Nuovo scandalo tra i banchi refrigerati.“1960 o 2025? Stessa donna, stesso grembiule, stessa sottomissione.” Così titolano i primi post indignati rimbalzati nelle galassie arcobaleno della rete, che nelle ultime ore stanno bersagliando la nuova campagna pubblicitaria della Despar. Il colosso della GDO ha deciso di celebrare 65 anni di attività con un’immagine che, secondo attivisti LGBTQIA+, collettive transfemministe e influenti woke di TikTok, rappresenta una regressione culturale mascherata da nostalgia.

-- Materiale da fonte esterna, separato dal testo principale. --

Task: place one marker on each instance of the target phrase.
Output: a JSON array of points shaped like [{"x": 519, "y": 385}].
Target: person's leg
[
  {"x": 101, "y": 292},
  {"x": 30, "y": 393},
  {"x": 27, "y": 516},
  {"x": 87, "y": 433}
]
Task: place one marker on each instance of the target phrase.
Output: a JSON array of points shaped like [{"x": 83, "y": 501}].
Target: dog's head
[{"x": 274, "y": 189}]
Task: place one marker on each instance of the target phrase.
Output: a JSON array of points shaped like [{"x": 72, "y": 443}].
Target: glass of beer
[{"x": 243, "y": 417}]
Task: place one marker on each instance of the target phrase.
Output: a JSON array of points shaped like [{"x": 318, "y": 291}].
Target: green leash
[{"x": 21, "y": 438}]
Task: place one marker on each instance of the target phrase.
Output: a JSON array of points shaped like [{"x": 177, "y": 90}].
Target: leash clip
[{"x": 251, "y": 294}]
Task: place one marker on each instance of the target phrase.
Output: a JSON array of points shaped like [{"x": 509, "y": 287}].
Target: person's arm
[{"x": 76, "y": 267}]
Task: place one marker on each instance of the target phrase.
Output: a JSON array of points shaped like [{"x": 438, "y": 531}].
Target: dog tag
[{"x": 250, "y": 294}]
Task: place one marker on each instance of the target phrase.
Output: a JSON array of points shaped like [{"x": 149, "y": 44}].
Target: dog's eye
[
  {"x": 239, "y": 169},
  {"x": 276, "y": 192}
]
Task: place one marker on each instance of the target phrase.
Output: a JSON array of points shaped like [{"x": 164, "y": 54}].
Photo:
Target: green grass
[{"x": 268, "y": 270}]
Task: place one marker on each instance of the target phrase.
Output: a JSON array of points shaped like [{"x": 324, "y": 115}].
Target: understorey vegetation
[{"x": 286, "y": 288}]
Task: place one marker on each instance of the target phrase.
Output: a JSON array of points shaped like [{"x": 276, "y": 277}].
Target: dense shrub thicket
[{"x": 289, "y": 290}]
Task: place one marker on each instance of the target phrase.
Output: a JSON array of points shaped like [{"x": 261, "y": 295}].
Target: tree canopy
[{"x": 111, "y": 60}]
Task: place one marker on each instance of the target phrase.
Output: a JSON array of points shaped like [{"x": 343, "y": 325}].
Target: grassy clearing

L’immagine della vergogna patriarcale

L’immagine mostra, fianco a fianco, due donne: una nel 1960 in bianco e nero, l’altra nel 2024 a colori. Cambia l’uniforme, ma non la sostanza. Entrambe sorridono, entrambe indossano la divisa, entrambe stanno chiaramente servendo. Nessun uomo, nessuna diversità, nessun accenno a famiglie arcobaleno, corpi non conformi, identità fluide, cassieri drag o manager con la coda di cavallo e lo smalto glitterato. Solo la cara vecchia figura femminile che accoglie e compiace, come da manuale della destra sociale postdemocristiana.

 

Per i paladini dell’inclusività, la Despar ha fallito l’esame di contemporaneità: altro che progresso, qui si ripropone l’ideale della donna angelicata del dopoguerra, solo con luci LED e banco salumi refrigerato.

Dure le reazioni online: “Sessismo in alta risoluzione”, “Per loro 65 anni di storia = 65 anni di stereotipi” o ancora “Ogni giorno la destra ci ricorda che ci vuole sorridenti, silenziose e col grembiule”.

Alcune associazioni annunciano azioni dirette: boicottaggio simbolico di carrelli pieni lasciati alla cassa, flash mob queer in corsia 6 (reparto surgelati), letture collettive di Judith Butler davanti agli ingressi e, ovviamente, una lettera indignata firmata da 47 sigle con asterischi.

La Despar per ora tace, forte forse del fatto che nessuno degli indignati comprava comunque lì. Ma una cosa è certa: il supermercato, da zona neutra della spesa, è diventato nuovo campo di battaglia culturale. E tra salumi e scaffali, il patriarcato si è nascosto meglio del prezzemolo.